Excessively rapid and/or large yield increases may of course disturb this scenario. Likewise if production disruptions − such as the semiconductor and other component shortages reported by many companies − have an impact on corporate earnings. Despite these risks, we are sticking to our cautiously optimistic view of stock markets.

In our main scenario, we anticipate a clear economic recovery starting this spring or summer, with solid growth at least well into 2022.

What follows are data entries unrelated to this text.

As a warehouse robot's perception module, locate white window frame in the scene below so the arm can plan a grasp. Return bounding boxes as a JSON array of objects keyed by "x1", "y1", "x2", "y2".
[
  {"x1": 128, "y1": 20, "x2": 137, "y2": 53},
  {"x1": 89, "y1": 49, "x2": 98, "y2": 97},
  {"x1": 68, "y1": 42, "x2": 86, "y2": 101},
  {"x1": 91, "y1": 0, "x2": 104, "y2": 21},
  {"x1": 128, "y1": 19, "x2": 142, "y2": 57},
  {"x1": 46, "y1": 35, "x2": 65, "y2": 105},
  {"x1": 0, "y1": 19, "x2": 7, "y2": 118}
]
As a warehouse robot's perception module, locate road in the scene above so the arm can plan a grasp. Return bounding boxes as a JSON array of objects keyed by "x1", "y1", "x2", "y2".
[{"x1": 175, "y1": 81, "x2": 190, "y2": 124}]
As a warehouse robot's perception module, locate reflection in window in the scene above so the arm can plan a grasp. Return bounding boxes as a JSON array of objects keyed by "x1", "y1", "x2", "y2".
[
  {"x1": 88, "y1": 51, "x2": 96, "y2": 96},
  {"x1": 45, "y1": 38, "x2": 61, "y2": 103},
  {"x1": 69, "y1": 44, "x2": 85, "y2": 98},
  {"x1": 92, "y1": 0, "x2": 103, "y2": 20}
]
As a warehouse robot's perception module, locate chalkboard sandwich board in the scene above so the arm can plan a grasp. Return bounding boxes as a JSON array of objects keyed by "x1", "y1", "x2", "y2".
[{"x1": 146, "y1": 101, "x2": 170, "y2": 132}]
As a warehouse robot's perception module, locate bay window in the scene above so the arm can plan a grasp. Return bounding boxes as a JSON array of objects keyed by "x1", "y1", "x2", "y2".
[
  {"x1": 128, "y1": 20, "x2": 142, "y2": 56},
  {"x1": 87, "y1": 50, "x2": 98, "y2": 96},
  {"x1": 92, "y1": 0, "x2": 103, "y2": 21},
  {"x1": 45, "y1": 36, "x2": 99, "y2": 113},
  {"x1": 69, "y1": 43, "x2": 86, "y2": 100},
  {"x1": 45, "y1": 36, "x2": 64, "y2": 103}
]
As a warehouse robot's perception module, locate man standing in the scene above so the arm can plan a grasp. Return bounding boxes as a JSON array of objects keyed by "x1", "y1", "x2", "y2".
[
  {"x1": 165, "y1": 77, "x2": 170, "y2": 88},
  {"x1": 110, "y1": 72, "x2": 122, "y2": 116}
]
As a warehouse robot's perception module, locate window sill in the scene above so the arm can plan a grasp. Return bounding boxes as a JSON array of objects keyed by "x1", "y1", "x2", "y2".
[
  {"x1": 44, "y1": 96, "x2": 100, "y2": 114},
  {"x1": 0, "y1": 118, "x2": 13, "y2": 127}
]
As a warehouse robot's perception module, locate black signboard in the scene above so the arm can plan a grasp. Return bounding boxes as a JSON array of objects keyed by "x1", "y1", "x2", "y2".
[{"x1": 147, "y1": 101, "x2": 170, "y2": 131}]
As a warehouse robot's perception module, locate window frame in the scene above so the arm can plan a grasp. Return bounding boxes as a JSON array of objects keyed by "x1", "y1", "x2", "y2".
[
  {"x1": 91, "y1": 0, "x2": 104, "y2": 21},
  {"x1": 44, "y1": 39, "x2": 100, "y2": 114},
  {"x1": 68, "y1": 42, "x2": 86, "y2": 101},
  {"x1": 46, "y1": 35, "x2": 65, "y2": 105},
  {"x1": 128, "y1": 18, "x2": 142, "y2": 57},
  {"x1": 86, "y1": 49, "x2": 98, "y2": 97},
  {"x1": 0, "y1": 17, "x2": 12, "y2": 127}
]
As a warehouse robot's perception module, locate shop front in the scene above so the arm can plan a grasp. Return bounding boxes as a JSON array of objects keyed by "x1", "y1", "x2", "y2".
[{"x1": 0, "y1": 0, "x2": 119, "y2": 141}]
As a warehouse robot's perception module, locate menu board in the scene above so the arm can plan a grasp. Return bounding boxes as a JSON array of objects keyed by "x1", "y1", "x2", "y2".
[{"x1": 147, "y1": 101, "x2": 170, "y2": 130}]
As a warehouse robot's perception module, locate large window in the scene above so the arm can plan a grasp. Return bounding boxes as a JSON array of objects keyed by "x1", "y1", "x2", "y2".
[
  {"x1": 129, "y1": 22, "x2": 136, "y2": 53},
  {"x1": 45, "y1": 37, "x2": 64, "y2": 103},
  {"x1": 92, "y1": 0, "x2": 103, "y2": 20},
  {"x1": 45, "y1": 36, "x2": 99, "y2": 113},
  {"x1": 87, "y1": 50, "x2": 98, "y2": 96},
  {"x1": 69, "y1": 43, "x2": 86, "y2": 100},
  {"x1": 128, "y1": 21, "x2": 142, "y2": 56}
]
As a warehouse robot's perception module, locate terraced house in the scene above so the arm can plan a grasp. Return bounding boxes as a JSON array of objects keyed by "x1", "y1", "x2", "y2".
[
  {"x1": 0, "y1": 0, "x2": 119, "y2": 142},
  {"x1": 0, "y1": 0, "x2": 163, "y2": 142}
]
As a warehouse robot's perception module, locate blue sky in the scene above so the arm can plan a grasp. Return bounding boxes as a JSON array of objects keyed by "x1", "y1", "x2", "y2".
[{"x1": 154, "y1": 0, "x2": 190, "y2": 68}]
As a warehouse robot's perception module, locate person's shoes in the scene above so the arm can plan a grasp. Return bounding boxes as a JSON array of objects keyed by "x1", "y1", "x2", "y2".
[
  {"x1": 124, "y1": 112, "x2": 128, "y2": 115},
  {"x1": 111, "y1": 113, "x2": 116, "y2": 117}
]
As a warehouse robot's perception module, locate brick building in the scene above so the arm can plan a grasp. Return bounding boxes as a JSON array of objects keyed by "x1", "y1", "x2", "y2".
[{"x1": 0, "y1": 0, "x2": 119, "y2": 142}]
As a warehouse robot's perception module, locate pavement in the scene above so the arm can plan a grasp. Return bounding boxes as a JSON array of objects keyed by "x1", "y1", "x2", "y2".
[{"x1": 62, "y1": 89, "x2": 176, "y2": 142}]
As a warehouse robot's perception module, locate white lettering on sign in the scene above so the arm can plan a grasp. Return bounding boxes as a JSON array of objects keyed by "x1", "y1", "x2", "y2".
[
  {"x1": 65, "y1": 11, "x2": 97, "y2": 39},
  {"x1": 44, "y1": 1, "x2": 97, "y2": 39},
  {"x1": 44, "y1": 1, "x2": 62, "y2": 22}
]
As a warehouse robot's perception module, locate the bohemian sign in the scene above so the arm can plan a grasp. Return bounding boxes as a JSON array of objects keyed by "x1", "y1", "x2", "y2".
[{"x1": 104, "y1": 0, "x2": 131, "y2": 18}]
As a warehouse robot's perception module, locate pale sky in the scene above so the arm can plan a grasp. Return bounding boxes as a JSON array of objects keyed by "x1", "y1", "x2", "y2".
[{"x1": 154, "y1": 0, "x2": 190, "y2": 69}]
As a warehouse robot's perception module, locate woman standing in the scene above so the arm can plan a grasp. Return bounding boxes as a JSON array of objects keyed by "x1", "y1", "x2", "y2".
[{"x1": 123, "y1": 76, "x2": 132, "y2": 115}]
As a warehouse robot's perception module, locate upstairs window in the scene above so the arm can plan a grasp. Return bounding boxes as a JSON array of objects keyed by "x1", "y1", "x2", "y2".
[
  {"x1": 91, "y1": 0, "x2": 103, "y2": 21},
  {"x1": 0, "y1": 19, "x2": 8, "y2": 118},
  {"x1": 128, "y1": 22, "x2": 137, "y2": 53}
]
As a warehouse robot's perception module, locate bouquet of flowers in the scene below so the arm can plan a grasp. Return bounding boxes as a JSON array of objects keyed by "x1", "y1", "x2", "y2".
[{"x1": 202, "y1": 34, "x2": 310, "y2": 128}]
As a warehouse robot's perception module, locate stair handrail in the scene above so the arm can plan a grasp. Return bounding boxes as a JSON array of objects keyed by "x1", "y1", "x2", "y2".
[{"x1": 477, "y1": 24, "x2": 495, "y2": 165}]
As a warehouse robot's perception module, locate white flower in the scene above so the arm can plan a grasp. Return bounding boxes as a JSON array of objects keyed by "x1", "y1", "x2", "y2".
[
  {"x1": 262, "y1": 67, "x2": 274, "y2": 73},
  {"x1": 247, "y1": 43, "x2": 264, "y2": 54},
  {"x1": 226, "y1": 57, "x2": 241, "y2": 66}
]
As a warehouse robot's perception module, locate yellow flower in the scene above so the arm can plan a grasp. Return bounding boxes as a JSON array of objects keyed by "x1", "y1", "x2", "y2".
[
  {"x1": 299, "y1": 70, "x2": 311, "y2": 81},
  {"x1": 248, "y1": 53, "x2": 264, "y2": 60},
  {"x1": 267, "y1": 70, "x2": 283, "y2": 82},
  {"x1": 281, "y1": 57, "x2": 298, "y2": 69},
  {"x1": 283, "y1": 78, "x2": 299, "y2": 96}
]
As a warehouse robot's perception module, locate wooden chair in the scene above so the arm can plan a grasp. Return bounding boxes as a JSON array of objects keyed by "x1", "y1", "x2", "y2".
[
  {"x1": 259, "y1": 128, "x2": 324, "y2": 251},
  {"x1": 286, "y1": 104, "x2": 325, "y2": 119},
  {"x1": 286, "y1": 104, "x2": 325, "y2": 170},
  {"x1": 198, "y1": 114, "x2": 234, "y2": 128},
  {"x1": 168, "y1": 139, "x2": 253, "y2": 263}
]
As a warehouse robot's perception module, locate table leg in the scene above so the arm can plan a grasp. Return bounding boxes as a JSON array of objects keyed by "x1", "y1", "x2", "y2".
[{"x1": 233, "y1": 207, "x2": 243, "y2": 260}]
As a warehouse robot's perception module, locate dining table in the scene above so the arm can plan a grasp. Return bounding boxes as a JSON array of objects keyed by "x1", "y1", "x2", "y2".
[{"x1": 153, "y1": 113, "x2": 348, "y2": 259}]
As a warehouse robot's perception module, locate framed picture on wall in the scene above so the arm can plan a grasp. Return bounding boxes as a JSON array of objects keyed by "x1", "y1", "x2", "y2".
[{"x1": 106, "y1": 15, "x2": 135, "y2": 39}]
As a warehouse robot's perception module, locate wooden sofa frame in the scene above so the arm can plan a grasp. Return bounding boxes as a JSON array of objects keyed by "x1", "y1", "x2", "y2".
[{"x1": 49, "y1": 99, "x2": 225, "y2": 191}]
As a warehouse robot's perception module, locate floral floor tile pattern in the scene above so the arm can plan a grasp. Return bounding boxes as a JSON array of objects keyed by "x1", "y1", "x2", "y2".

In an economic recovery, cyclical value companies should be able to regain some lost ground, but looking further ahead the digitisation trend will continue to benefit growth companies. Sizeable worldwide investments in sustainability suggest that last year's strong performance for companies with this type of strategy may continue.

Share valuations today are undoubtedly high from a historical perspective, but can be justified by lower interest rates and bond yields as well as a strong earnings outlook. These high valuations limit upside potential in the long term, but they are rarely a good signal to sell in a short-term perspective.

Continued potential, though a lot has been priced in

Given today's low interest rates and yields, it is hard to find good alternatives to stock market returns. Meanwhile, central banks and governments have established a floor by promising continued stimulus.

This suggests that the growth picture will have to become much worse, causing downward adjustments in companies' earnings forecasts, and/or yields will have to climb much more than expected, for major stock market downturns to materialise. Recent market upturns naturally increase the risk of profit-taking, with downturns of 10% or perhaps 15%, yet we expect stock market indices to be a little higher this coming autumn than today.